MosNews | July 16 2006

President Vladimir Putin said he thinks Israel is pursuing wider goals in its military campaign against Lebanon than the return of its two captured soldiers, the Associated Press news agency reports.

“However complicated the questions are, maximum efforts must be applied to resolve the situation in a peaceful way and I think all efforts have not been exhausted,” Putin said early Sunday.

“However, it is our impression that aside from seeking to return the abducted soldiers, Israel is pursuing wider goals,” he said at a midnight news conference after a dinner opening the summit of the Group of Eight industrialized nations. He did not elaborate.

Israel began military strikes against Lebanon on Wednesday, after Hezbollah militants captured two Israeli soldiers in a cross-border raid.
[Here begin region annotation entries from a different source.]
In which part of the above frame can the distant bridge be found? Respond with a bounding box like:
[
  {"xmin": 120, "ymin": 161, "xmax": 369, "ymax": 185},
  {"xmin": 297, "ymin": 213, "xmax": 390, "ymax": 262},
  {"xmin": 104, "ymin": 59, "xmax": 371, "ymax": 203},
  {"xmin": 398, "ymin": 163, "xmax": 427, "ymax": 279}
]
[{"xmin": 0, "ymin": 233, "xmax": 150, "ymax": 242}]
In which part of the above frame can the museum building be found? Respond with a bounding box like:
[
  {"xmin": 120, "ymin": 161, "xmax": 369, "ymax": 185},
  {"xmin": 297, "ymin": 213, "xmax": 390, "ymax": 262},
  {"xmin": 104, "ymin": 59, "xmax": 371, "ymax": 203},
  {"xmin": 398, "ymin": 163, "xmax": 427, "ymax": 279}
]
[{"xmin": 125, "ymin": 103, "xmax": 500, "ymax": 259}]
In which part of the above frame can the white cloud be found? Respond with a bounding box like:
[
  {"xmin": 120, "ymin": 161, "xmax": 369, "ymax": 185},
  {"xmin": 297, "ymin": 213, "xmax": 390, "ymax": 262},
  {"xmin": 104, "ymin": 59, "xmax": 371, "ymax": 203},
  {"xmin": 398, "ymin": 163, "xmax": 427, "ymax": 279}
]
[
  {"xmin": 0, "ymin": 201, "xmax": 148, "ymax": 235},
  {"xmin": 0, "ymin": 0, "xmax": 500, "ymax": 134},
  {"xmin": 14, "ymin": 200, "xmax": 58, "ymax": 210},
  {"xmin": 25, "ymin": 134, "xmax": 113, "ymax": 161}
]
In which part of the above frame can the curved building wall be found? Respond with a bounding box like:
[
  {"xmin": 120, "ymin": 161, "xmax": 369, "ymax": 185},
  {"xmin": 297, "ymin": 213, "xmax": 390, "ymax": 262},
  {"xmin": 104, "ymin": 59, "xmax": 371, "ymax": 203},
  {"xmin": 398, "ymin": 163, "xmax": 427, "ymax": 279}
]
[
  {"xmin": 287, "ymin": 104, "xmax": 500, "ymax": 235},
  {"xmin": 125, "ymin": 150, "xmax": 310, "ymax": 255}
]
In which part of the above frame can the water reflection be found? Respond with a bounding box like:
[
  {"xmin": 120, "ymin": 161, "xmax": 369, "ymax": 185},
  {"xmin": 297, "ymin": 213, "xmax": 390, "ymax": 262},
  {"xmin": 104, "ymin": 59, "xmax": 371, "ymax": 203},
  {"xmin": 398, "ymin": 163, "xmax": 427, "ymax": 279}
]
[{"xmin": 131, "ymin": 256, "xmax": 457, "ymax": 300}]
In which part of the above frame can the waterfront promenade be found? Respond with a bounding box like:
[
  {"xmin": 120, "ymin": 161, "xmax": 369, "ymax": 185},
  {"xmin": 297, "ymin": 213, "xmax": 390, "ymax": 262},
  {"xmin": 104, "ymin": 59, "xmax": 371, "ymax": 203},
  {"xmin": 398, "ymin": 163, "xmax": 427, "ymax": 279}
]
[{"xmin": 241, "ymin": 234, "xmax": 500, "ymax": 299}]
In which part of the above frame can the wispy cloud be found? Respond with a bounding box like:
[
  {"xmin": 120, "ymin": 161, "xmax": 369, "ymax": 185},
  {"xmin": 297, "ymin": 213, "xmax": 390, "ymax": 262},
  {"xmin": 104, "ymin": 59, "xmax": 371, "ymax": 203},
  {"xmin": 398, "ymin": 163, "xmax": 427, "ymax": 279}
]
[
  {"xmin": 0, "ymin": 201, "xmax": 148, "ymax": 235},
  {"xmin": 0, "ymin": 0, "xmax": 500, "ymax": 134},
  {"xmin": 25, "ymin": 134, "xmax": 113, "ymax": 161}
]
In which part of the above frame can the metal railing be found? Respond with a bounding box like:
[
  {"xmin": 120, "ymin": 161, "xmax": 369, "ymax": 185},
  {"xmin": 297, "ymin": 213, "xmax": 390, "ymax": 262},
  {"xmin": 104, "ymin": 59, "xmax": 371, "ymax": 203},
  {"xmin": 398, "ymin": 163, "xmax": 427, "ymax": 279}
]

As civilian deaths mount, diplomatic efforts to end the fighting have yet to get off the ground.

The issue is certain to dominate the G-8 summit, and differences between the leaders began to appear even before the annual meeting began.

U.S. President Bush, who met Saturday with Putin, has been outspoken in defending Israel and accusing Hezbollah, backed by Syria and Iran, of igniting the crisis.

Putin agreed it was unacceptable to pursue goals using force, but said that “at the same time, we work under the assumption that the use of force should be balanced.”

The G-8 countries — the United States, Russia, Japan, Germany, Britain, France, Italy and Canada — were expected to issue a declaration on the Lebanon crisis.

“We, the Russian side, regret ... that on the eve of the G-8 ... we see an escalation of the situation in the Middle East,” Putin said Sunday.

On Iran, Putin indicated that Russia had not changed its opposition to sanctions, and he defended the country’s right to pursue nuclear technology for peaceful purposes.

“The question is not about toughening our stance, but about finding common approaches this is actually the most difficult, but can prove to be the most effective in solving the Iranian nuclear problem,” he said.

Turning to other issues, Putin said the summit would address conflicts in former Soviet states. He said he had discussed the issue with Bush.

Putin said their talks focused mostly on Georgia, where tensions are rising over the separatist provinces of Abkhazia and most recently South Ossetia.

Georgian President Mikhail Saakashvili, who visited Bush at the White House last week, has made it a priority to bring the two rebel regions back into the government fold. Russia, which has peacekeepers in the region, has provided support to the separatists in part by issuing passports to their citizens.